I don’t believe we can equate jonesing for a fresh hit to writing well intentioned but ultimately difficult code or the product of inexperience.
Besides which, it trivialises the seriousness and the tragedy of addiction. If you think your tech debt is similar to that you are well equipped to quit your job and work elsewhere. An addict does not have such an easy choice, they can’t leave their addiction to someone else and move on.
You choose to take the payday loan or hit up a shark, addiction or no.
The point where I concur is when you gamble the short term against the future despite all evidence that you will benefit from spending time to save time.

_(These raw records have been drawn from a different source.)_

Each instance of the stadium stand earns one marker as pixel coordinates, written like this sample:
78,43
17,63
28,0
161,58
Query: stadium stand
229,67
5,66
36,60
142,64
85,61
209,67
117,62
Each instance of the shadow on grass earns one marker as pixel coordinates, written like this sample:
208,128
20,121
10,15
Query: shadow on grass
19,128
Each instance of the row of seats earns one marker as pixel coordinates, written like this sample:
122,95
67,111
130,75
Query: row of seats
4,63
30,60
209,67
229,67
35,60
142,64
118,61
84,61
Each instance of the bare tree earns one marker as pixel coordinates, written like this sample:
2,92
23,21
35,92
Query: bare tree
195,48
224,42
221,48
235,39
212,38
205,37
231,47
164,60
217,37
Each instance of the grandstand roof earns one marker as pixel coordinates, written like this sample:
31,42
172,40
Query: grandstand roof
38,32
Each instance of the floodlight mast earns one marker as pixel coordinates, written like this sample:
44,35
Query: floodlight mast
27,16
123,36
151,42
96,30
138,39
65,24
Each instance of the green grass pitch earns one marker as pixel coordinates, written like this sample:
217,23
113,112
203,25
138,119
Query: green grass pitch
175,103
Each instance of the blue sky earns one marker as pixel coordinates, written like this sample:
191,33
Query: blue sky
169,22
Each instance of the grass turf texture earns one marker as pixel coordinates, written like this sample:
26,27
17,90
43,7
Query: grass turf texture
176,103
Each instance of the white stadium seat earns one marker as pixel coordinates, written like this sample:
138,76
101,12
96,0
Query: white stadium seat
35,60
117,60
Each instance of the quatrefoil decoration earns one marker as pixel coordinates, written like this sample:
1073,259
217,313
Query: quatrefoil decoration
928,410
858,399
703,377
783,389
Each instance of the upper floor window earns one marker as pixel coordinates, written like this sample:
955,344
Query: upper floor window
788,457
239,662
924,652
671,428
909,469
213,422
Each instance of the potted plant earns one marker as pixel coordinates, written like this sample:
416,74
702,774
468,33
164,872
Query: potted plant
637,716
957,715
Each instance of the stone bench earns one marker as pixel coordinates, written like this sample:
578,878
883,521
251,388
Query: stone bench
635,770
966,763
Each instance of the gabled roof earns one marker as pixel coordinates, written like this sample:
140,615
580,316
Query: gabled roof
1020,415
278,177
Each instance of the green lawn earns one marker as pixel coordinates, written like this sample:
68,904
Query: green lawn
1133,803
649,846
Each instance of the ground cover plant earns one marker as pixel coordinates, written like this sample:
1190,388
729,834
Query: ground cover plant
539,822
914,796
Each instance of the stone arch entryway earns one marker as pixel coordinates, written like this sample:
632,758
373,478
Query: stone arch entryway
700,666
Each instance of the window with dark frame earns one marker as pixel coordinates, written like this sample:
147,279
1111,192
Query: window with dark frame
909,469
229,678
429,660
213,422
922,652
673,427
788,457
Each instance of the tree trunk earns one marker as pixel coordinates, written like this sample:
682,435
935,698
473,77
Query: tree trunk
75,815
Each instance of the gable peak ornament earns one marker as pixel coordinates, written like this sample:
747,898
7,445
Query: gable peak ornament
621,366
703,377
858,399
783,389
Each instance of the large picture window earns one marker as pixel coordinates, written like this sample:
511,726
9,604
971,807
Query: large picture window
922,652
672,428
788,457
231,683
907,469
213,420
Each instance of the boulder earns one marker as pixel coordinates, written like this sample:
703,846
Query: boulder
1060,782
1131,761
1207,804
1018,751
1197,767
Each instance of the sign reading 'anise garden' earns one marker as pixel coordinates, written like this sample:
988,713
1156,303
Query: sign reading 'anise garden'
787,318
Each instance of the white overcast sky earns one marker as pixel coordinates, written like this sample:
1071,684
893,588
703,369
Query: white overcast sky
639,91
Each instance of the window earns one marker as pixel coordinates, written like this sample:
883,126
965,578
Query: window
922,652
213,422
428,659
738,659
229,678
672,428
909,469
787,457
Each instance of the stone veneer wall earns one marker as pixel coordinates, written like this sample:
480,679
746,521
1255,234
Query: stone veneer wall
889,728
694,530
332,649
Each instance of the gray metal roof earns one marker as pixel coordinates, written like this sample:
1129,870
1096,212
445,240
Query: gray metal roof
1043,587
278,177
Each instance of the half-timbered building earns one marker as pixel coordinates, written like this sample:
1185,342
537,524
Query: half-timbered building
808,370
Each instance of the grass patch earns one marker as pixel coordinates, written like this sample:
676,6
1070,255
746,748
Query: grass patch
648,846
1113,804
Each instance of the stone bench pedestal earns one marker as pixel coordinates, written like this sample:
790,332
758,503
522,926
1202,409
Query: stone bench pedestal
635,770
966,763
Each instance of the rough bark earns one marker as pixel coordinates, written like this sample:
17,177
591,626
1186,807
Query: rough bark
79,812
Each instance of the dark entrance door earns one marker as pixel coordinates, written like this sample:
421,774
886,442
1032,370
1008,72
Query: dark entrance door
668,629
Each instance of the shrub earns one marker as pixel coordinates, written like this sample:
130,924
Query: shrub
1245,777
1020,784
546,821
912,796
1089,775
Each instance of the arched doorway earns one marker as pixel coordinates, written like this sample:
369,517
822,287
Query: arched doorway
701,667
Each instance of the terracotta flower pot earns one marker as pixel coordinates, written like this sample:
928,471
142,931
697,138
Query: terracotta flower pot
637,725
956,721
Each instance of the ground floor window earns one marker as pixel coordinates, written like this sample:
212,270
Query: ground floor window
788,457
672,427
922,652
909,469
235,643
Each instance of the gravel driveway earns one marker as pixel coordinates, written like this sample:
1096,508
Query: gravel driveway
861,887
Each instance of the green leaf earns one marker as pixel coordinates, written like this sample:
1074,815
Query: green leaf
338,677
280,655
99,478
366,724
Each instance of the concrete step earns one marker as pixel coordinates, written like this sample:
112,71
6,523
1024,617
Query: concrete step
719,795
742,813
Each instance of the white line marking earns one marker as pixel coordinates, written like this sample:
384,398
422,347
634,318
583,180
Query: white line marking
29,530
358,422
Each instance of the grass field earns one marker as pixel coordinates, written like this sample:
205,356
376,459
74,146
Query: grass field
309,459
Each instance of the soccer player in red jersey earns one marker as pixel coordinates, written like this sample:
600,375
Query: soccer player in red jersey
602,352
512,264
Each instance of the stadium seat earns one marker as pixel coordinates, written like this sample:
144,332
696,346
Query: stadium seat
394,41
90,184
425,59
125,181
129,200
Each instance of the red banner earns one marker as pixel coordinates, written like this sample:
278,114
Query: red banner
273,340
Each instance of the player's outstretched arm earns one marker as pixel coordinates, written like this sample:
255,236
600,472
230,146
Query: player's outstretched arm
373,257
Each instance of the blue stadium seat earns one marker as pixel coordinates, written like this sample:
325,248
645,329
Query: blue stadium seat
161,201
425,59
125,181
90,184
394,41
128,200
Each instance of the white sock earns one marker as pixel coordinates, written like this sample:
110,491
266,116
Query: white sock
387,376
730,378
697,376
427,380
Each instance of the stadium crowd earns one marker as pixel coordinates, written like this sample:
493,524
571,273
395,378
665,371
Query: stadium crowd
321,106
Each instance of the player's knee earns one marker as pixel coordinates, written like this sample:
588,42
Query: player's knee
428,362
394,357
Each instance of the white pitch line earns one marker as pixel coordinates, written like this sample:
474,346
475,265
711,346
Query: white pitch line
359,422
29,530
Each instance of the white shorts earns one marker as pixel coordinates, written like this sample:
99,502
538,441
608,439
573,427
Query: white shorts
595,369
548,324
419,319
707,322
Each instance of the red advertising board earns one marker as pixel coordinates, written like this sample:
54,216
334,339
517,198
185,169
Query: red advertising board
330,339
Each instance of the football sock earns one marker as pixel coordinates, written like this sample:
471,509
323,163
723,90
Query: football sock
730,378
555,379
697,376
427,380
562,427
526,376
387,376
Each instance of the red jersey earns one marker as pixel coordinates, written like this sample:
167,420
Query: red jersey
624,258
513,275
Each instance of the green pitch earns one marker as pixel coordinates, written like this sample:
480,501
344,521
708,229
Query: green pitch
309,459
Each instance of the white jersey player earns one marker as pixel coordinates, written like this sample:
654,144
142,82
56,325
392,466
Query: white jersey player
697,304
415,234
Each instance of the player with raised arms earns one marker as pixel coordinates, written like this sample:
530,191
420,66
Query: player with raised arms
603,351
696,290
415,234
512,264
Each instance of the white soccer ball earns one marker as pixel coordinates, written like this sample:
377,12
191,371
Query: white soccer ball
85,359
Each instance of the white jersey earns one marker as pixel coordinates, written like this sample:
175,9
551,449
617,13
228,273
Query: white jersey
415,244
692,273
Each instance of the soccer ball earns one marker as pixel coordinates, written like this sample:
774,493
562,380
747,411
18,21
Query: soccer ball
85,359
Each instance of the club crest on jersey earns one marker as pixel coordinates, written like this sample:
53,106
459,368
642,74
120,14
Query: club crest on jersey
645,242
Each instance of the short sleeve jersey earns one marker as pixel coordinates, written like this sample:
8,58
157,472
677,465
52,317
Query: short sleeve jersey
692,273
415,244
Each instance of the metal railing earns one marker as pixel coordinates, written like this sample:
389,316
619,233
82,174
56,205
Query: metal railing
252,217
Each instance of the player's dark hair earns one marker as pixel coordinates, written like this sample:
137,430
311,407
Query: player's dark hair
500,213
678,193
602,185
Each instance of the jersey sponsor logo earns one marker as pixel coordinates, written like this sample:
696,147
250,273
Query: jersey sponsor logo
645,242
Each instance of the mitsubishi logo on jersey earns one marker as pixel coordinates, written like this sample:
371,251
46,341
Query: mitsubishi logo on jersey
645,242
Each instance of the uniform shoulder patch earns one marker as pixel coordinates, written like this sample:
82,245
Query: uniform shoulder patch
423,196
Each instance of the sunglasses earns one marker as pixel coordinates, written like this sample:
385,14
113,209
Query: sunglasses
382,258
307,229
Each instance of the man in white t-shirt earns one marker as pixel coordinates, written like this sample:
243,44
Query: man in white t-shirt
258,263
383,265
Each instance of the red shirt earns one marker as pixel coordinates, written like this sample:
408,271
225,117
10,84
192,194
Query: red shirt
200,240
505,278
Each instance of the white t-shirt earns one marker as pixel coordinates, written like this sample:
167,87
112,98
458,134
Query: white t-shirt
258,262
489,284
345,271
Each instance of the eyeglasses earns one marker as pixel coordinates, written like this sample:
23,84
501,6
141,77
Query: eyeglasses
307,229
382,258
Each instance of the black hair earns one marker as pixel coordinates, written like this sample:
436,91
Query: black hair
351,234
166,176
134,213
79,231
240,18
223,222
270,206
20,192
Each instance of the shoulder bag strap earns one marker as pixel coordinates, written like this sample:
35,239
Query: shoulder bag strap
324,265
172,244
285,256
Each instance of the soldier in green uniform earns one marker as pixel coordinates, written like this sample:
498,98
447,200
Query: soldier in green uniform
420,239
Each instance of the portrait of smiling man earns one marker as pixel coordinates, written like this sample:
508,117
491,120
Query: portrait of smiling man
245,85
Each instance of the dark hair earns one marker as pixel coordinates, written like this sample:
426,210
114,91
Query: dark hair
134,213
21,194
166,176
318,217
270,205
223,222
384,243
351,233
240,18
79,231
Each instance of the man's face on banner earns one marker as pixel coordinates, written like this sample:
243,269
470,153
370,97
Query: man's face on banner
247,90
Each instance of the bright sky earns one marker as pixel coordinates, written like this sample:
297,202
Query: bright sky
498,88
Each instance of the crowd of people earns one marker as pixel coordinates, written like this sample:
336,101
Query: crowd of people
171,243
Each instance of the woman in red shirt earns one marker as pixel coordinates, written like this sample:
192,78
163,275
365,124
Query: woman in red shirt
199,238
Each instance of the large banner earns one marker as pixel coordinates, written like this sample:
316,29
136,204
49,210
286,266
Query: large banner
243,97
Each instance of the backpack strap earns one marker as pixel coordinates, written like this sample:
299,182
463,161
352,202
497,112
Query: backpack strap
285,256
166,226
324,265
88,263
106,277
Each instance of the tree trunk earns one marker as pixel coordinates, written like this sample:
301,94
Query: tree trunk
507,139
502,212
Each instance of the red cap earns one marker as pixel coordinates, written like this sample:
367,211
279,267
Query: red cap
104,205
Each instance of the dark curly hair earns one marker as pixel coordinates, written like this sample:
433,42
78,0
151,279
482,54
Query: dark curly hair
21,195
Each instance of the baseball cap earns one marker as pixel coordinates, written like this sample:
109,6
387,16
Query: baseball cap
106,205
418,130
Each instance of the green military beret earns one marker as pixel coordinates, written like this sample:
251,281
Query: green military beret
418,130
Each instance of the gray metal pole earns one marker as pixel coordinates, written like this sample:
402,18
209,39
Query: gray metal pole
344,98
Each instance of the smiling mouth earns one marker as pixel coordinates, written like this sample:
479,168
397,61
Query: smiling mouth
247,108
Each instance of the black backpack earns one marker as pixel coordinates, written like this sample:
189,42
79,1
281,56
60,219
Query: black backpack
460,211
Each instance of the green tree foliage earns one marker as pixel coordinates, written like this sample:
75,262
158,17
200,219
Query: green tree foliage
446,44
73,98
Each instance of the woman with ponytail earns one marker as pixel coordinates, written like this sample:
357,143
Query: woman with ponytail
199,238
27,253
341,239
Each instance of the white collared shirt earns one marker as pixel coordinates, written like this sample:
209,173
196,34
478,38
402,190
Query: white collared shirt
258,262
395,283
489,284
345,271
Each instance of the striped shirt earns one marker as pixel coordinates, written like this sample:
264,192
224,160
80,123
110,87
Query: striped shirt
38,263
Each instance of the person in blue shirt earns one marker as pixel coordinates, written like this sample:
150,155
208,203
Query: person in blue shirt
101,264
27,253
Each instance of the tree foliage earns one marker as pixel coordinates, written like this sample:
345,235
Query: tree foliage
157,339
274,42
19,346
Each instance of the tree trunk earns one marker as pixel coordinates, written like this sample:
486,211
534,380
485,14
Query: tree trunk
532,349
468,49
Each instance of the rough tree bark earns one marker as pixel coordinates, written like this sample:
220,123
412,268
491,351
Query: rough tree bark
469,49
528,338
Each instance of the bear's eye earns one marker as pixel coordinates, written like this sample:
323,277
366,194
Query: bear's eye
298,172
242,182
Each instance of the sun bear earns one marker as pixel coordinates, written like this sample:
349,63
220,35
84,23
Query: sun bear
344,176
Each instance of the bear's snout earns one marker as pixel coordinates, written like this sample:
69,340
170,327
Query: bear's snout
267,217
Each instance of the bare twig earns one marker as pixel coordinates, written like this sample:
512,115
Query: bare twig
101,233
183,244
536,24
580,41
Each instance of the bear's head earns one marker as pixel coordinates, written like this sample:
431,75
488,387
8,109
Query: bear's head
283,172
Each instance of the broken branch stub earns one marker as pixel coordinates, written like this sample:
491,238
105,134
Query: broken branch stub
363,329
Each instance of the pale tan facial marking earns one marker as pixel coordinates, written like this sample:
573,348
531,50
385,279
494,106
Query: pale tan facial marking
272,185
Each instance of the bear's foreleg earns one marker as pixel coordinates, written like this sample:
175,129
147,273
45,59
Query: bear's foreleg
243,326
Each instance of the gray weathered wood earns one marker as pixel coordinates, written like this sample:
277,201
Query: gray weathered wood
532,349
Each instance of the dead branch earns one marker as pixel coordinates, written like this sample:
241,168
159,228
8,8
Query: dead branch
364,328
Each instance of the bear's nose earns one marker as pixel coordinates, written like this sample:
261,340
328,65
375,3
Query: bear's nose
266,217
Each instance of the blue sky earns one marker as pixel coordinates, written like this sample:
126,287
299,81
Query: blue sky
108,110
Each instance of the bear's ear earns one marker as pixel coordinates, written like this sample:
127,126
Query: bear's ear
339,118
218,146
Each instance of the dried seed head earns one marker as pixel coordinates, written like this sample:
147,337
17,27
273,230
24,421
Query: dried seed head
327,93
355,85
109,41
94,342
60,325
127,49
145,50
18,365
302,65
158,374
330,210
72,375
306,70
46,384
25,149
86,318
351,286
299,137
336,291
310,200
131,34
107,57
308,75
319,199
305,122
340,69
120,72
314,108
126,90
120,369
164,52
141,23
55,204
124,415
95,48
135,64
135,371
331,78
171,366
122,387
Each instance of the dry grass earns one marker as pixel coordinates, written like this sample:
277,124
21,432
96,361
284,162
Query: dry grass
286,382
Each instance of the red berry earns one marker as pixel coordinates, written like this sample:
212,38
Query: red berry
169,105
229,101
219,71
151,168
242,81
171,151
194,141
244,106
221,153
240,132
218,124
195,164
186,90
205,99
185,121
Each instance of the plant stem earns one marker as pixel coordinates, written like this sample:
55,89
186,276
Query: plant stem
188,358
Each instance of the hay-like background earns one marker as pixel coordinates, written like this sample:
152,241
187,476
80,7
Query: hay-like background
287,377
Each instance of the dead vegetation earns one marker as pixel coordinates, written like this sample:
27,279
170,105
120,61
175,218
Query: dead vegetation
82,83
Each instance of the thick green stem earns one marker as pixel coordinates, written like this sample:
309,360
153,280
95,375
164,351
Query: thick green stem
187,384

all analogies and metaphors are in some ways inexact - indeed the whole concept of technical debt as a thing correlating to real debt is fraught with edge cases that don't exactly line up. Nonetheless if the metaphor has some utility then individual expressions of it such as mine will often have some utility - hence your concurring on a single point while finding other implications problematic.
The victim in that metaphor is not an individual coder who can go work elsewhere, it is the org who takes on technical debt and sometimes can't function at all without the code in question.
> I don’t believe we can equate jonesing for a fresh hit to writing well intentioned but ultimately difficult code or the product of inexperience.
That's not what "technical dept" is. Choosing a quick solution instead of a proper one that would take more effort is. I've made that conscious more than once myself: to hit a deadline, or because I didn't know if the MVP would even survive long enough to worry about code maintenance.
sure it is, in the same way that taking one of those payday loans to cover a coke habit is still real debt, it's just real bad debt.